Brilliant, loyal and unfireable in anyone’s book. The whole company
stood silently still. Rock solid.
’Well, it looks like we’re all in it. Now it’s action stations!’
We were mutinying. En masse. And the strangest thing was that all we
cared about was each other and sticking together. Exactly how we were
going to succeed as a standalone company seemed a distant hurdle to
cross.
We started divvying up the tasks that needed to be done.
Johnners, like the gruff Regimental Sergeant-Major everyone loves,
bellowed ’Or-der!’ (and has done ever since to silence a throng prior to
a talk).
’Right, this is what we’re going to do,’ and I outlined a plan to start
the ball rolling.
One by one we phoned all our clients. And one by one they all said what
we wanted to hear. As long as we could promise the same high level of
service, they would stick with us. Anita Roddick, the supreme
entrepreneur, asked if we needed financial help. Cable & Wireless said
it would support us however it could. As the evening went on the
adrenaline flowed and the list of clients who were to back us grew. It
was like election night.
And all the votes were going our way.
But there was still one big vote left to come in.
We had had difficulty contacting Midland Bank. Its strict security
measures made it hard to contact key people out of hours. Eventually
David Mills, our senior contact, called in, alerted by his security
people.
’I hope this is important, Andy. I was just about to settle down for
some supper.’ Breathlessly, I told him what we were doing.
’Andy,’ he said calmly, ’don’t worry about a thing. Go home and have a
beer.’
The cheer from the agency must have been heard halfway across
London.
We were a going concern.
No-one could go home. By now it was 10.30pm.
A distant, lone phone rang. It was Bill Tragos, the worldwide chairman
of TBWA and as big a wig as you’re ever likely to come across in the
advertising world. He monopolised the conversation entirely, with an
unremitting heavy New York drawl.
’Andy, this is great. Particularly for you. You’re going to do
great.
Did Jay talk to you about the stock options?
TBWA is one big happy family, you’re joining a great firm. The London
guys like you. I hear great things about what you’re doin’ in
London.
Maybe we can incorporate some of your ideas. I just wanted to ring and
say, hi.’
I was speechless. I had not fed this call into any plan. ’Oh, hi,’ I
replied. ’I think there’s a lot of sorting out to do.’

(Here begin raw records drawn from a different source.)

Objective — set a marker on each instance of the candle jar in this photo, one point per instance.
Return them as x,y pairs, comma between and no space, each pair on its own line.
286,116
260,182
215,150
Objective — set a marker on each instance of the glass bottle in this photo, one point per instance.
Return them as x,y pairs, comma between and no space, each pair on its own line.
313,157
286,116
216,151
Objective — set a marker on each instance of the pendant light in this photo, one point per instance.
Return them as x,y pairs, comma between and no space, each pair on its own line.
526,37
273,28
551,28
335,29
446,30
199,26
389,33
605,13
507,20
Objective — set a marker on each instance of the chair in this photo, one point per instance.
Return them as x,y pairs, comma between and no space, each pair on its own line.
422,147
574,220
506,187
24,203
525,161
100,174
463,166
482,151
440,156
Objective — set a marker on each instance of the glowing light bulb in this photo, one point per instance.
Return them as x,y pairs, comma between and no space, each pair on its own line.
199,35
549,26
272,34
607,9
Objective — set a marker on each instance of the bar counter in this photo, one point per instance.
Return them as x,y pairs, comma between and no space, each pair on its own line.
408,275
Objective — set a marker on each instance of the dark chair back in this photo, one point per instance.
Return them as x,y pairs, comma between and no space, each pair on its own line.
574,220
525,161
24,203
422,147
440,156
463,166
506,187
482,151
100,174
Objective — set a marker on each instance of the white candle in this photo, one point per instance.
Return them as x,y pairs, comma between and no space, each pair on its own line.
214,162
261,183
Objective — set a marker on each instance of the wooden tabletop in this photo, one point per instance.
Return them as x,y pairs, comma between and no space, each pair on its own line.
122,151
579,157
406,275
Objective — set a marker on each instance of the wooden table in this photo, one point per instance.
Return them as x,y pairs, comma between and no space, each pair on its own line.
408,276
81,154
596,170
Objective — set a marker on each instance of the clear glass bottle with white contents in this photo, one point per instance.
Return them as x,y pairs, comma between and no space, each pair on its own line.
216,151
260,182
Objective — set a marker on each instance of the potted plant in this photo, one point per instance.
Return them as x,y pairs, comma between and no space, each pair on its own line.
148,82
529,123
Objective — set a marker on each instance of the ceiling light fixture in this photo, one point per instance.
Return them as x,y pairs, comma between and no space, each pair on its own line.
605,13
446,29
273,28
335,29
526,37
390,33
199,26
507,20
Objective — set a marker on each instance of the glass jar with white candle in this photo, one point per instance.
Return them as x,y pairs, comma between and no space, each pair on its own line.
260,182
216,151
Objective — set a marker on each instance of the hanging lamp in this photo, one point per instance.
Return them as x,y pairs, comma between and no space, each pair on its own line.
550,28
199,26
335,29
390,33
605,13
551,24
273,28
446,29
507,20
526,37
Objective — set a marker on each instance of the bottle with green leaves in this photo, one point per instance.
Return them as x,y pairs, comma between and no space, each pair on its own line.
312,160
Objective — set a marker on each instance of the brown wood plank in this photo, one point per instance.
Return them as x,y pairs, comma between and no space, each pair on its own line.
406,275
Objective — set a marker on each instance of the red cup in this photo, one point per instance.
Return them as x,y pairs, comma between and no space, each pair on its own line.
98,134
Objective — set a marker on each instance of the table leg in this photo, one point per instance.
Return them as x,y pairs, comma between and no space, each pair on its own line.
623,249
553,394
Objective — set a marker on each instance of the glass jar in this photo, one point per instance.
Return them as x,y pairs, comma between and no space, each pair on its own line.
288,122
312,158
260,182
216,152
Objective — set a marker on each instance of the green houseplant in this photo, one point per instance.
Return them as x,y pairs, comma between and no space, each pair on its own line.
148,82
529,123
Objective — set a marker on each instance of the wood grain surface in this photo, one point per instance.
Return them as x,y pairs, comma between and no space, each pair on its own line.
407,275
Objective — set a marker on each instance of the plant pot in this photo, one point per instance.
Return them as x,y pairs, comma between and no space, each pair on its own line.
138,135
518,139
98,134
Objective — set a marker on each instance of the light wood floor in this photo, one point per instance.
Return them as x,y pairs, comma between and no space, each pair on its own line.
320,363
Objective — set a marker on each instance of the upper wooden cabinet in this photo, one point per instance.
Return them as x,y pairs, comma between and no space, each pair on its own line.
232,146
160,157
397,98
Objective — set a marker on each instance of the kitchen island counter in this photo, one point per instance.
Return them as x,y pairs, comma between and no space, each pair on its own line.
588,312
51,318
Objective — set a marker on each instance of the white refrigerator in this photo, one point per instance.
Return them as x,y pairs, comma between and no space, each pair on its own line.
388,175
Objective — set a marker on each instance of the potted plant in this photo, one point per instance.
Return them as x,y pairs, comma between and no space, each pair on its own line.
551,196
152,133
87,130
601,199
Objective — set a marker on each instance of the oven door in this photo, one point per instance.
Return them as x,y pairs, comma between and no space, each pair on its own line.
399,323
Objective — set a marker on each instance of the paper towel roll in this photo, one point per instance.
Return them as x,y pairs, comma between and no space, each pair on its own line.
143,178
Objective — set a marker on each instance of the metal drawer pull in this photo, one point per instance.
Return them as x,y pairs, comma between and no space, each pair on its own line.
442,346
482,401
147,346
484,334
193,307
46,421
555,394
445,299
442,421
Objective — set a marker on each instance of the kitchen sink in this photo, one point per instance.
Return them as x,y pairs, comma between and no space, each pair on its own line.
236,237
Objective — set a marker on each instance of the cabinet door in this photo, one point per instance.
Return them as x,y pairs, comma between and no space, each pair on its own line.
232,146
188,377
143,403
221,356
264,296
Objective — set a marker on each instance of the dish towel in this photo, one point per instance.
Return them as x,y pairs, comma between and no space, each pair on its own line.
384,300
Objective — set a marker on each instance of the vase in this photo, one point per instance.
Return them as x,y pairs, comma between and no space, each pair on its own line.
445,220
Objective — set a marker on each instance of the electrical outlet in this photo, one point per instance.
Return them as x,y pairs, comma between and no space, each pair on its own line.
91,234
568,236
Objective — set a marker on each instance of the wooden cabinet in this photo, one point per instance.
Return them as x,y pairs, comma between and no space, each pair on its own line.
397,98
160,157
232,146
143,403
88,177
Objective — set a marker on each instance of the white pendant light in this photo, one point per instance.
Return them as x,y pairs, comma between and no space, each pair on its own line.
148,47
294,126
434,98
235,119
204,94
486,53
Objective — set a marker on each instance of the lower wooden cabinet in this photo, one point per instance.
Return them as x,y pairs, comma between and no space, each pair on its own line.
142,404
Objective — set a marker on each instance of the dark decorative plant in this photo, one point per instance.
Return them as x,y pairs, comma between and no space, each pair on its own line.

’Sure there is. Don’t worry, this is a perfect marriage. There’s always
a lot to sort out. But, hey, it must be late in London, get some
sleep.
See you soon, in New York maybe.’
I phoned Jay: ’We have a problem.’
THE PLAYERS
’Hi, everyone. I am here to announce that, as of this afternoon,
Chiat/Day is merging with TBWA around the world. This is a great new
future for all of us. It will give us the global presence we always
wanted’
Jay Chiat, joint founder of Chiat/Day
’Andy, this is great. Particularly for you. You’re going to do great.
Did Jay talk to you about the stock options? TBWA is one big happy
family. You’re joining a great firm’
Bill Tragos, joint founder of TBWA
’His (Chiat’s) script had been written for him by Wall Street. We’ve
spent a year talking about how to turn Chiat/Day into a different sort
of company, then this’
David Abraham, chief operating officer of St Luke’s.